Why does umount -R
take 0.2s to unmount this subtree of bind mounts? It only took 0.02s to mount the subtree, and 0.00s to change its propagation flags.
(I was looking at cloning the current set of mounts, to a subdirectory, changing them, then switching to them using pivot_mount
. But the delay I'm observing would not really be acceptable for the purpose).
This exercise assumes /
and sub-mounts are shared mounts. Linux doesn't make them so by default, but systemd does.
# mkdir /mnt/a
# mount --bind /mnt/a /mnt/a --make-private
# time mount --rbind / /mnt/a
0.00user 0.00system 0:00.02elapsed 9%CPU (0avgtext+0avgdata 3020maxresident)k
0inputs+0outputs (0major+135minor)pagefaults 0swaps
# time mount --make-rprivate /mnt/a
0.00user 0.00system 0:00.00elapsed 100%CPU (0avgtext+0avgdata 3184maxresident)k
0inputs+0outputs (0major+136minor)pagefaults 0swaps
# time umount -R /mnt/a
0.00user 0.00system 0:00.19elapsed 9%CPU (0avgtext+0avgdata 3392maxresident)k
0inputs+0outputs (0major+194minor)pagefaults 0swaps
Further tests
Running under strace -cw
shows
% time seconds usecs/call calls errors syscall
------ ----------- ----------- --------- --------- ----------------
90.44 0.180113 5297 34 umount2
...
So it's not super revealing, other than pointing out that this last operation requires 34 individual umount2()
calls, whereas both the others only include one call to mount()

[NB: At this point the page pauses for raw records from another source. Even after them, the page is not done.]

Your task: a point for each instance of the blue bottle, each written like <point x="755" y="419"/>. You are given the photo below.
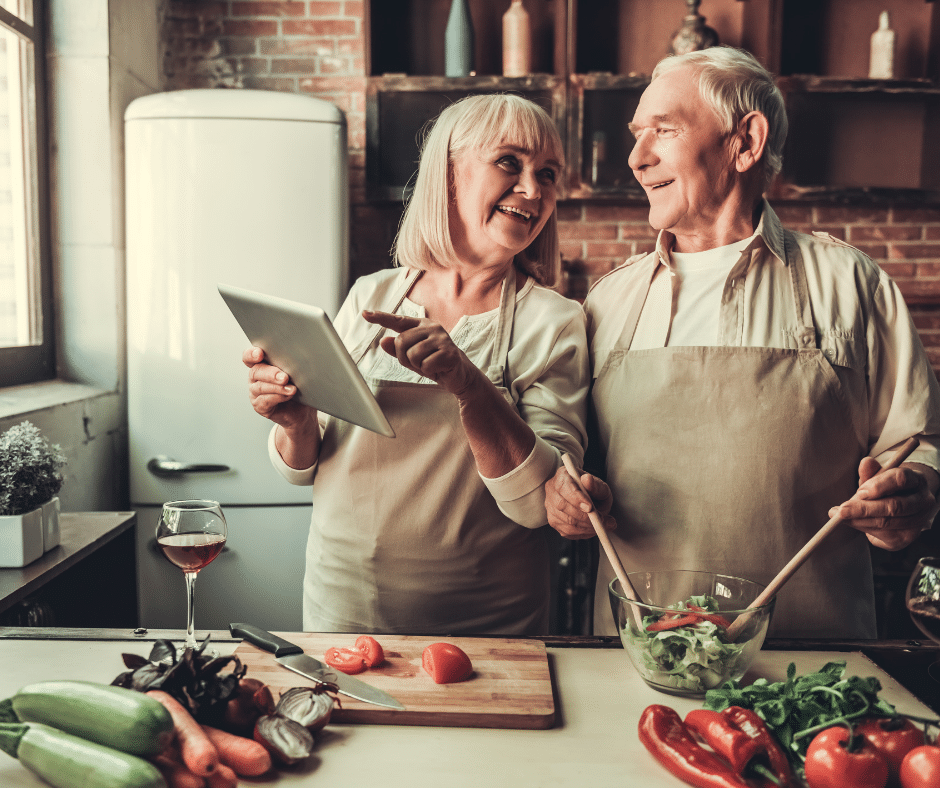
<point x="458" y="41"/>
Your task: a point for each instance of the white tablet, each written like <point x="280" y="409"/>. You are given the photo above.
<point x="300" y="339"/>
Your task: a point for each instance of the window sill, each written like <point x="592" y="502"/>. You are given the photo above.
<point x="33" y="397"/>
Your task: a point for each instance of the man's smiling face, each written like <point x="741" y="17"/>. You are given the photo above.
<point x="681" y="156"/>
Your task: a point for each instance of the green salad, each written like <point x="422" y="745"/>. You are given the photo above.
<point x="687" y="650"/>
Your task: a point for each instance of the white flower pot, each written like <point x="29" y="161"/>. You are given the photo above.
<point x="51" y="535"/>
<point x="20" y="538"/>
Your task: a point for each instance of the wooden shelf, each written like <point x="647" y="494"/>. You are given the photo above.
<point x="851" y="139"/>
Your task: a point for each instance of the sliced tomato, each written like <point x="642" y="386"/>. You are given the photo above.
<point x="371" y="650"/>
<point x="345" y="660"/>
<point x="446" y="663"/>
<point x="673" y="623"/>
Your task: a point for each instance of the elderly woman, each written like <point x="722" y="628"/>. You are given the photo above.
<point x="481" y="371"/>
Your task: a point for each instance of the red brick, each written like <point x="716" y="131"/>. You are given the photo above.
<point x="896" y="270"/>
<point x="319" y="27"/>
<point x="254" y="27"/>
<point x="318" y="9"/>
<point x="297" y="46"/>
<point x="293" y="65"/>
<point x="928" y="270"/>
<point x="874" y="251"/>
<point x="333" y="84"/>
<point x="617" y="251"/>
<point x="916" y="215"/>
<point x="617" y="213"/>
<point x="885" y="232"/>
<point x="793" y="214"/>
<point x="587" y="232"/>
<point x="914" y="251"/>
<point x="844" y="214"/>
<point x="570" y="212"/>
<point x="279" y="8"/>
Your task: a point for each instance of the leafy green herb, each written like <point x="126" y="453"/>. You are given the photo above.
<point x="795" y="708"/>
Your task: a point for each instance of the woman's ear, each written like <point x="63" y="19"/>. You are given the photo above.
<point x="753" y="130"/>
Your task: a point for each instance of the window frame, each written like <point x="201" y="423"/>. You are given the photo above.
<point x="34" y="363"/>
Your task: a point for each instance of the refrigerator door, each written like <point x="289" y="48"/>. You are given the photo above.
<point x="237" y="186"/>
<point x="257" y="577"/>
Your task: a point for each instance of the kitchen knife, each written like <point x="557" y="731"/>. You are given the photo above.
<point x="293" y="658"/>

, using the MS_REC (recursive) flag. As with the headline figures from time
, this is wall-clock time. strace -c
shows system time (i.e. cpu time spent in the kernel), which only has a total of 0.009s.
Although it does point to something interesting. Using umount -l /mnt/a
instead, reduces the total time to 0.02s. This uses a single umount2()

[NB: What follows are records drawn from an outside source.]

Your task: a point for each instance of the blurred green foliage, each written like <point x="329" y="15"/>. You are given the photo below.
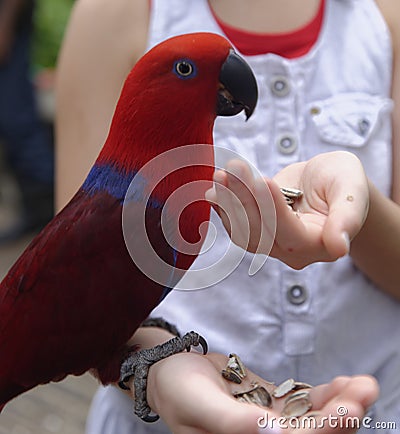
<point x="50" y="20"/>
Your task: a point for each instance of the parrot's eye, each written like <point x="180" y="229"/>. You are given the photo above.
<point x="185" y="69"/>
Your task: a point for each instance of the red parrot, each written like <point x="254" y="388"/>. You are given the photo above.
<point x="74" y="298"/>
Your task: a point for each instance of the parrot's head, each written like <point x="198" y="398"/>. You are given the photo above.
<point x="173" y="95"/>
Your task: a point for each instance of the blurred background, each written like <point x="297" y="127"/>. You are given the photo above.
<point x="30" y="36"/>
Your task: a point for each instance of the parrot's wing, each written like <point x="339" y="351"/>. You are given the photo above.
<point x="72" y="299"/>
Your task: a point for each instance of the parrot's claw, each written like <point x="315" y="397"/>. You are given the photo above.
<point x="137" y="365"/>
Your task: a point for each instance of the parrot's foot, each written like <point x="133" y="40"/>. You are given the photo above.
<point x="139" y="363"/>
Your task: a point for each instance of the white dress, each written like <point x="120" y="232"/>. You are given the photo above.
<point x="327" y="319"/>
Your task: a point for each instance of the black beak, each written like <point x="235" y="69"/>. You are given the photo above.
<point x="238" y="87"/>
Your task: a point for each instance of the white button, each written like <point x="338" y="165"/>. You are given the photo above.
<point x="363" y="126"/>
<point x="297" y="294"/>
<point x="280" y="86"/>
<point x="287" y="144"/>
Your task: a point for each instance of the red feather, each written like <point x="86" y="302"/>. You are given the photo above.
<point x="75" y="297"/>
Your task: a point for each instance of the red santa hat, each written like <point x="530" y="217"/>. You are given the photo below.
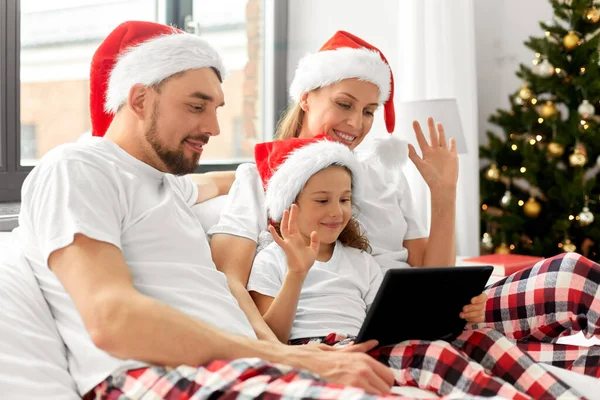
<point x="342" y="57"/>
<point x="141" y="52"/>
<point x="286" y="165"/>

call to detach the subtree /mnt/a
(and do any clean up in the background).
Looking at the individual calls with strace -ttt -T -e trace=umount2 umount -R /mnt/a
, the distribution of times for individual calls is relatively even; they range from 0.002s to 0.012s, but there is no clear pattern, and the pattern does not look consistent if I repeat it.
After running umount -R
under perf record -a
, perf report
shows several hotspots in gsd-housekeeping
, gvfs-udisks2-volume-monitor
, and systemd
. The umount
process doesn't show up at all. This could explain why time
showed umount
spending neglible cpu time either in the kernel or in userspace.
(I'd be very interested if anyone has a more comprehensive way to aggregate cpu usage per process during a test :).
The other processes are probably doing some processing in response to each mount event.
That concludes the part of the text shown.